"Lha, Mbakayu apa sebentar lagi mau mati? Kok omongannya aneh. Aku merkinding kiye," kata Margono sambil menekan rem.
Plakk!
Tangan Tri sigap menampar belakang kepala Margono lagi, "Jalan terus! Jangan sampai berhenti!"
"Baru minta maaf, sudah ngeplak lagi."
"Jalan terus pokoknya!"
Semakin bingunglah Margono. Di saat-saat genting itulah Sagrip kemudian datang dengan memanggul Themel di bahunya. Seperti lega dan bebannya lepas walaupun belum sepenuhnya merasa aman, Tri langsung menubruk suami dan anaknya itu lalu dengan panik berteriak, "Ada bom dalam ban sepeda! Kalau sampai sepedanya berhenti, bomnya meledak. Badan Margono bisa pecah, ususnya nanti diether-ether kucing sampai perapatan!"
"Apaaa?!" teriak Sagrip.
"Haaa?!" teriak Margono.
"What the hell ..." gumam Themel yang suka nonton film-film ngamrik.
Margono langsung panik mendengar kata-kata Tri itu. Reflek, kakinya langsung bertambah kencang menggowes pedal sepeda. Ngebut berputar-putar di halaman rumah presis seperti balap sepeda individual time trial di velodrome. Mulutnya berteriak, "Gimana ini, Brooo ...?! Waaaa ...!"
Sagrip menurunkan Themel dari bahunya yang langsung disambar Tri untuk dibawa menjauh ke jalan. Dahinya berkerut. Seumur hidup, Sagrip belum pernah mendengar ada bom bisa ditaruh dalam ban sepeda. Hubungannya dengan putaran roda, lagi. Presis film ngamrik saja. Dengan berani, dia kemudian berdiri di lintasan yang dilalui Margono.
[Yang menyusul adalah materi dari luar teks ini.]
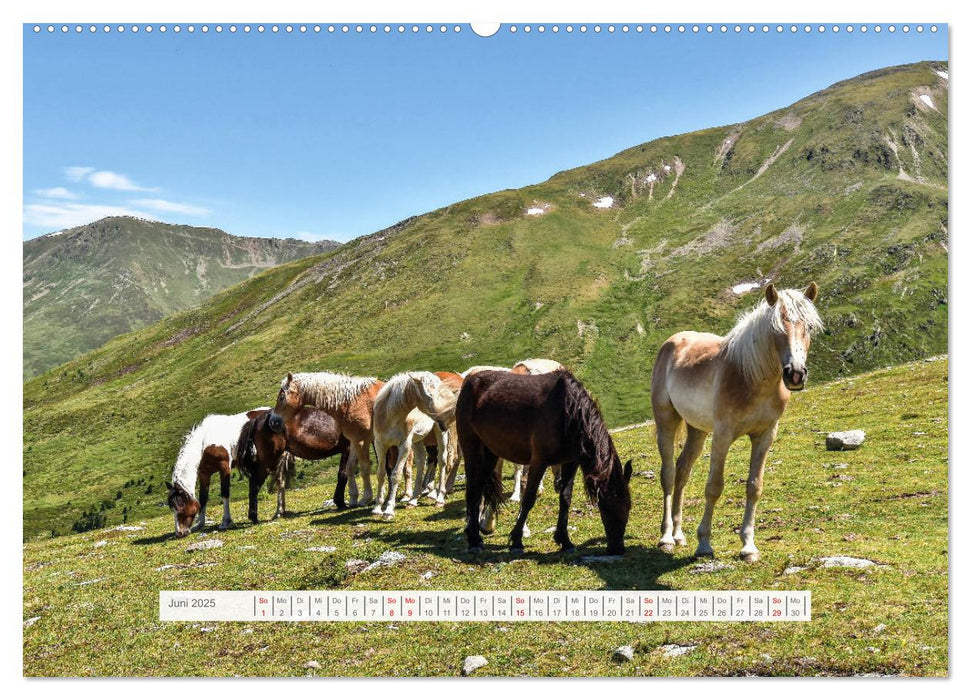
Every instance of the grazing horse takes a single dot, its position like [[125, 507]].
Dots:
[[539, 420], [729, 387], [260, 452], [349, 401], [408, 407], [207, 449]]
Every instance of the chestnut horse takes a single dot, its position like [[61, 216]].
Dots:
[[208, 449], [349, 401], [539, 420], [260, 452], [729, 387]]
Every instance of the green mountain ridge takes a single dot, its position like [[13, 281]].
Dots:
[[87, 284], [595, 267]]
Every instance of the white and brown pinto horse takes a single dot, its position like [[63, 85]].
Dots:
[[349, 401], [729, 387], [209, 448], [408, 408]]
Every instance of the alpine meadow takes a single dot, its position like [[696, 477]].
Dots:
[[595, 267]]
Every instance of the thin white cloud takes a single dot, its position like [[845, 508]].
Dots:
[[56, 193], [167, 206], [76, 173], [114, 181], [67, 215]]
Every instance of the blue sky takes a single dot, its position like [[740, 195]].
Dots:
[[335, 136]]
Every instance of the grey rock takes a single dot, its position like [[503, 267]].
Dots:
[[473, 664], [845, 440], [622, 654]]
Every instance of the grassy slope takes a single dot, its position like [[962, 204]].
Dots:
[[93, 282], [886, 502], [480, 282]]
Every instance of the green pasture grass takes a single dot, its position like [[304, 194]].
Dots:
[[91, 600]]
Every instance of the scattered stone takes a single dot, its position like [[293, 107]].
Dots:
[[710, 567], [473, 664], [843, 561], [674, 650], [388, 558], [602, 559], [845, 440], [623, 654], [204, 544], [355, 566]]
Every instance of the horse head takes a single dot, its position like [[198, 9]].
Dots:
[[797, 319], [289, 400], [184, 507], [615, 503], [435, 397]]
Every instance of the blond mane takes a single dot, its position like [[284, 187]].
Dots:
[[749, 346]]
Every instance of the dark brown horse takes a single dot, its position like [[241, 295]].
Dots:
[[310, 433], [539, 420]]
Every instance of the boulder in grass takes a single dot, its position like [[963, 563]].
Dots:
[[473, 664], [845, 440]]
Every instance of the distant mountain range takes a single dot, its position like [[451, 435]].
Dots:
[[86, 285], [594, 267]]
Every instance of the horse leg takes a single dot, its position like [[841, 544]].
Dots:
[[721, 440], [384, 455], [419, 460], [753, 490], [667, 423], [518, 483], [693, 446], [225, 479], [533, 478], [255, 484], [341, 481], [564, 484], [204, 479], [351, 470]]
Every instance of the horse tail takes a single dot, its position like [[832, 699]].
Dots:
[[243, 446], [584, 427]]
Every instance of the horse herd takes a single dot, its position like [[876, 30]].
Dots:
[[537, 415]]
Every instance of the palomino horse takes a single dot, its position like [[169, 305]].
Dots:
[[732, 386], [207, 449], [349, 401], [260, 452], [408, 407], [540, 421]]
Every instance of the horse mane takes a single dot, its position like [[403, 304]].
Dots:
[[585, 427], [397, 392], [747, 345], [482, 368], [329, 390], [214, 429]]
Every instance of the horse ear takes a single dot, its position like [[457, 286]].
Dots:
[[771, 295]]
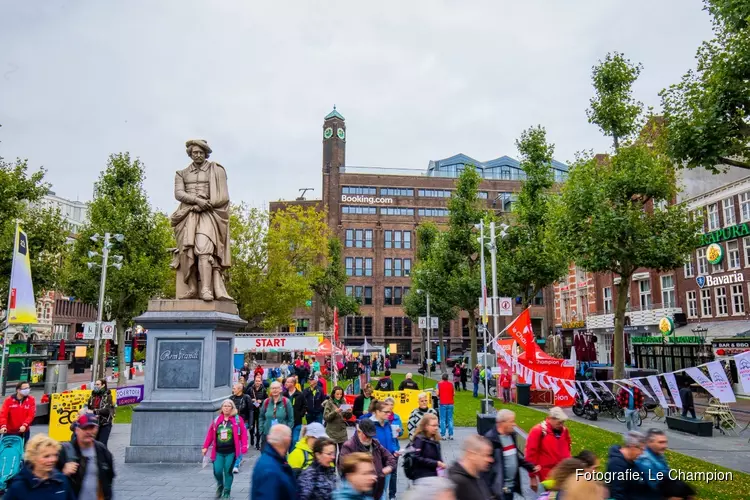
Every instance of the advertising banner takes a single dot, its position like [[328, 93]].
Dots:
[[276, 343]]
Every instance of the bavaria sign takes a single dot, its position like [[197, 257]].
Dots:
[[727, 279]]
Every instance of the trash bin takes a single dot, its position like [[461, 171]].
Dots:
[[523, 394]]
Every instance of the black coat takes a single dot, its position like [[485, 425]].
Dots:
[[426, 458], [495, 474], [71, 452]]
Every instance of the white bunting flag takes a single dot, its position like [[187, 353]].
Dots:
[[656, 387], [722, 386], [642, 387], [702, 380], [673, 390]]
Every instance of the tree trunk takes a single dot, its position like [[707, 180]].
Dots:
[[122, 379], [473, 337], [619, 336]]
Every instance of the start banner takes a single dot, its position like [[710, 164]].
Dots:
[[63, 411]]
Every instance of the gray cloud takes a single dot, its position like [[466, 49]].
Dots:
[[416, 81]]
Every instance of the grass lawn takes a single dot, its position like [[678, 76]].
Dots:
[[587, 437]]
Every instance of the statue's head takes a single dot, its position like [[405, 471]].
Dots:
[[198, 150]]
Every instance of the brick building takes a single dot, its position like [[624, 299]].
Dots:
[[375, 212]]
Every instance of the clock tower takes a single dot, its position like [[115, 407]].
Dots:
[[334, 158]]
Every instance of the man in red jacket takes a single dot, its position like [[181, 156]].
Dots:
[[18, 412], [548, 443]]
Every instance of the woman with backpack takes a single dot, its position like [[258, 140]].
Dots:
[[101, 404], [427, 457], [227, 438], [318, 481]]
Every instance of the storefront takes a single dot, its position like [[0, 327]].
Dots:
[[668, 354], [726, 349]]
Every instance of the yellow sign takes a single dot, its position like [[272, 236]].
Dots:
[[63, 411], [406, 402]]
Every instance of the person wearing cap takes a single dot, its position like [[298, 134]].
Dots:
[[302, 456], [548, 443], [364, 440], [86, 462]]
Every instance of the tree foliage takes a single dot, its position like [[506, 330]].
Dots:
[[707, 112], [120, 206], [614, 214], [21, 193], [276, 260], [330, 286], [529, 257]]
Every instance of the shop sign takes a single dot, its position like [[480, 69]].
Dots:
[[729, 233], [358, 198], [667, 340], [727, 279]]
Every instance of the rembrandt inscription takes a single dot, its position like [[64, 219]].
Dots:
[[179, 364]]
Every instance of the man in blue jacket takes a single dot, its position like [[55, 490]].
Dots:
[[273, 478]]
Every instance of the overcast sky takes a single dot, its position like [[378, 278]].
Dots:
[[415, 80]]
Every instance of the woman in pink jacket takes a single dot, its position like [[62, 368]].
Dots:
[[228, 435]]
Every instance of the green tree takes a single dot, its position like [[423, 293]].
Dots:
[[614, 214], [330, 286], [529, 258], [45, 229], [120, 206], [707, 112]]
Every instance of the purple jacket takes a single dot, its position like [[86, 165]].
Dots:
[[239, 432]]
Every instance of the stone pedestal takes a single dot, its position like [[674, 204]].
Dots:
[[188, 375]]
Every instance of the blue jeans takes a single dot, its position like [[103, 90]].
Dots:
[[446, 419], [631, 419], [295, 436], [223, 470]]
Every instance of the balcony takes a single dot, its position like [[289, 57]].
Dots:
[[638, 316]]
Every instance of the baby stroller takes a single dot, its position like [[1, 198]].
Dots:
[[11, 459]]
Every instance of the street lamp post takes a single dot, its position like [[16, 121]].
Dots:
[[102, 286]]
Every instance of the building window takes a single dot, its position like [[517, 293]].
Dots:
[[689, 268], [729, 218], [702, 261], [433, 212], [733, 254], [396, 211], [706, 310], [396, 192], [358, 190], [608, 300], [358, 210], [667, 291], [644, 287], [713, 217], [692, 300], [738, 300], [434, 193], [721, 301], [745, 206]]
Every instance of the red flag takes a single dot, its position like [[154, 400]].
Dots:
[[335, 325]]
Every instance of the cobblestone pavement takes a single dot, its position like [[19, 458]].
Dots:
[[192, 482]]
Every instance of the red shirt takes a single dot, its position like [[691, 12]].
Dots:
[[445, 392], [15, 413]]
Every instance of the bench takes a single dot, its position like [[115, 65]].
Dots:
[[696, 427]]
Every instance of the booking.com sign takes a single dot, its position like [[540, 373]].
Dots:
[[358, 198]]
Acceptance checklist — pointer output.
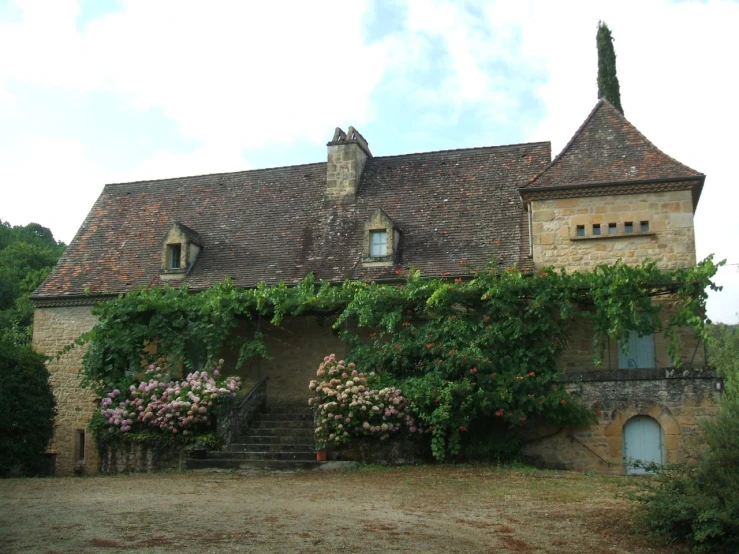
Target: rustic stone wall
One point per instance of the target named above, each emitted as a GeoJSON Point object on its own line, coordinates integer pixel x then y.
{"type": "Point", "coordinates": [579, 354]}
{"type": "Point", "coordinates": [54, 328]}
{"type": "Point", "coordinates": [678, 400]}
{"type": "Point", "coordinates": [296, 347]}
{"type": "Point", "coordinates": [345, 165]}
{"type": "Point", "coordinates": [669, 241]}
{"type": "Point", "coordinates": [137, 458]}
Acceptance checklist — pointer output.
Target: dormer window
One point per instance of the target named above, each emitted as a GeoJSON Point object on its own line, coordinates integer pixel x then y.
{"type": "Point", "coordinates": [175, 255]}
{"type": "Point", "coordinates": [378, 243]}
{"type": "Point", "coordinates": [180, 251]}
{"type": "Point", "coordinates": [381, 241]}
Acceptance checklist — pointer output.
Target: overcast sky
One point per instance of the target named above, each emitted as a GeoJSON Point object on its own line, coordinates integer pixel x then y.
{"type": "Point", "coordinates": [102, 91]}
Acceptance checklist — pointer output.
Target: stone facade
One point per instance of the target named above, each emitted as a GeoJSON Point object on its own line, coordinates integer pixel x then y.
{"type": "Point", "coordinates": [53, 329]}
{"type": "Point", "coordinates": [137, 458]}
{"type": "Point", "coordinates": [669, 239]}
{"type": "Point", "coordinates": [296, 348]}
{"type": "Point", "coordinates": [610, 195]}
{"type": "Point", "coordinates": [677, 400]}
{"type": "Point", "coordinates": [347, 155]}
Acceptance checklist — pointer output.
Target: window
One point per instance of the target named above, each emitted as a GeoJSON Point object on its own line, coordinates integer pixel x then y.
{"type": "Point", "coordinates": [640, 352]}
{"type": "Point", "coordinates": [378, 243]}
{"type": "Point", "coordinates": [174, 254]}
{"type": "Point", "coordinates": [80, 444]}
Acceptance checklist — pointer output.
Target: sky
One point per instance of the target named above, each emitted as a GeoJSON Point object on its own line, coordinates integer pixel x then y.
{"type": "Point", "coordinates": [105, 91]}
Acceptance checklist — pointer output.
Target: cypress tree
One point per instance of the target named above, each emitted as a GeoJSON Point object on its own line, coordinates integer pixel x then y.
{"type": "Point", "coordinates": [607, 80]}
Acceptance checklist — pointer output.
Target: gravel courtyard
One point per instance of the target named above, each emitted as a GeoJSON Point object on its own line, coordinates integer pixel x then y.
{"type": "Point", "coordinates": [466, 509]}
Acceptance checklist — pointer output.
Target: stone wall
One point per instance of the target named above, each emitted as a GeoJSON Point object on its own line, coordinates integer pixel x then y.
{"type": "Point", "coordinates": [296, 347]}
{"type": "Point", "coordinates": [677, 400]}
{"type": "Point", "coordinates": [137, 458]}
{"type": "Point", "coordinates": [669, 241]}
{"type": "Point", "coordinates": [579, 354]}
{"type": "Point", "coordinates": [54, 328]}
Saat Margono melewatinya, Sagrip menangkap tubuhnya yang kecil itu, merenggutnya paksa dari atas sepeda lalu melemparkannya ke rimbun tanaman teh-tehan. Tubuh Margono yang setipis kondom 25 itu temangsang dengan nyaman di sana. Gusraakkk! Sepeda maut itu sendiri terus melaju, menabrak undak-undakan teras rumah dan rubuh tergelimpang.